Higher education is mostly a signalling game. So very useful for individuals
to spend on; but a zero sum game at the level of society.

> People wanted slavery, segregation, Jim Crow, etc. There aren't many pure
> democracies out there as pure mob rule isn't super awesome in the long run.

I'm not a fan of democracy either. But lots of people are. And it beats some
of the alternatives.

------
52-6F-62
There is a lot of misunderstanding in this thread, and a lot of strong
opinions.

"UBI" is mentioned repeatedly, but this wasn't a UBI program.

The intention of the program was looking to replace our existing welfare and
many Ontario works programs.

Instead, the incoming government (after campaigning on completing the pilot)
canceled the program unilaterally, and is looking to outsource our welfare
payment programs to foreign companies.

Please read a summary on the program:

[https://en.wikipedia.org/wiki/Ontario_Basic_Income_Pilot_Pro...](https://en.wikipedia.org/wiki/Ontario_Basic_Income_Pilot_Project)

------
onetimeusename
The basic income experiment improved motivation to find a higher paying job
for both employed and unemployed members but

> almost three-quarters of the respondents who were employed six months before
> receiving basic income were still working while receiving basic income.
> Nearly 80 percent of the respondents who were previously unemployed remained
> without work during the pilot. About 20 percent found employment.

So the majority of unemployed people stayed unemployed.
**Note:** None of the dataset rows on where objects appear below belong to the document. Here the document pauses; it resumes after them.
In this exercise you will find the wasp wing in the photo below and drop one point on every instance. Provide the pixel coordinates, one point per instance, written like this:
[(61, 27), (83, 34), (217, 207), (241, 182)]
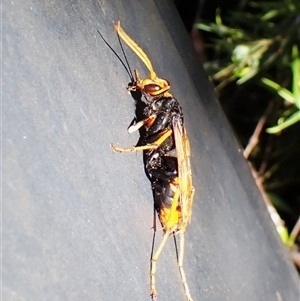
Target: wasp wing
[(184, 172)]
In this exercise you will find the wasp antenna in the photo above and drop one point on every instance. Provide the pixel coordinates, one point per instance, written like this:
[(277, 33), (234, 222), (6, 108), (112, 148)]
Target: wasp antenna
[(125, 56), (135, 48), (128, 70)]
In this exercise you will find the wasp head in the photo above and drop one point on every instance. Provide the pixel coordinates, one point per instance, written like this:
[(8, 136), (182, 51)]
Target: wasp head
[(153, 87)]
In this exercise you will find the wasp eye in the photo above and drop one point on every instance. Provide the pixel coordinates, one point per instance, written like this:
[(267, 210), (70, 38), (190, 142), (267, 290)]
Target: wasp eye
[(152, 89)]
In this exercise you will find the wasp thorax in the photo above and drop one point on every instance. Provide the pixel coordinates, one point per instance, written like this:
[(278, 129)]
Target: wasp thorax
[(154, 87)]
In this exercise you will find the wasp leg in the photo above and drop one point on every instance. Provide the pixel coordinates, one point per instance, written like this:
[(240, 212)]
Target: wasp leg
[(154, 145), (181, 270), (154, 258), (168, 231)]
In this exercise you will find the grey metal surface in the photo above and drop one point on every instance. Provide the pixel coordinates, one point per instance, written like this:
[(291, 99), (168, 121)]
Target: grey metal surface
[(77, 217)]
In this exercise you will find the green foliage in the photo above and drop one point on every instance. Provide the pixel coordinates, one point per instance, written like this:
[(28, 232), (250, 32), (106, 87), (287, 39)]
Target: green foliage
[(259, 42), (254, 62)]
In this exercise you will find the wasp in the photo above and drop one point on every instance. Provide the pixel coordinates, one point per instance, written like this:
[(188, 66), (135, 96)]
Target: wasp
[(167, 157)]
Of the people employed
prior to the pilot, about 23% became unemployed although in some cases it may
have been to pursue more education.

> The unemployed group were three times more likely to report their general
> health had declined during the pilot as compared to the employed group.

The majority of the unemployed group reported improved general health but a
significant portion of the unemployed group became worse off during the pilot.

The majority of participants did report improved well-being through a survey.
The survey asked questions about general health, mental health, and financial
well-being among others.

If the cost was $150,000,000 for 4,000 people for 3 years, the cost per year
should be approx $50,000,000.

The articles states there are 2,000,000 people in poverty in the Ontario
province so this program, if scaled up to all those in poverty, would be
expected to cost $25,000,000,000 per year from simply scaling up the cost
500x.

------
luckylion
These studies feel like "free energy machines" that totally work as long as
they are plugged into a wall socket, that is: as long as the budget doesn't
come from the system itself, you're not testing under anything close to real
world conditions.

Otherwise, the results aren't surprising to me. I know very few people that
wouldn't keep/be working if they had a UBI (and the ones that wouldn't aren't
really working now), but I also know very few people that would keep their
current job. UBI, if sustained and sustainable, should work similar to a
roaring economy with full employment in that regard: if you want somebody to
work in the sewers or garbage collection, you'll have to pay them well.

------
pingyong
I really, really like the idea of UBI. However, some napkin math:

In the US, with ~250 million people being eligible, a $1000 UBI would cost ~$3
trillion. That's almost the entire budget of the US. How is this even remotely
realistic right now? Even if you can cut other spending in half due to it,
you'd need an additional $1.5 trillion in "income" essentially. Is that
something that would even be possible? How many rich people are there to tax?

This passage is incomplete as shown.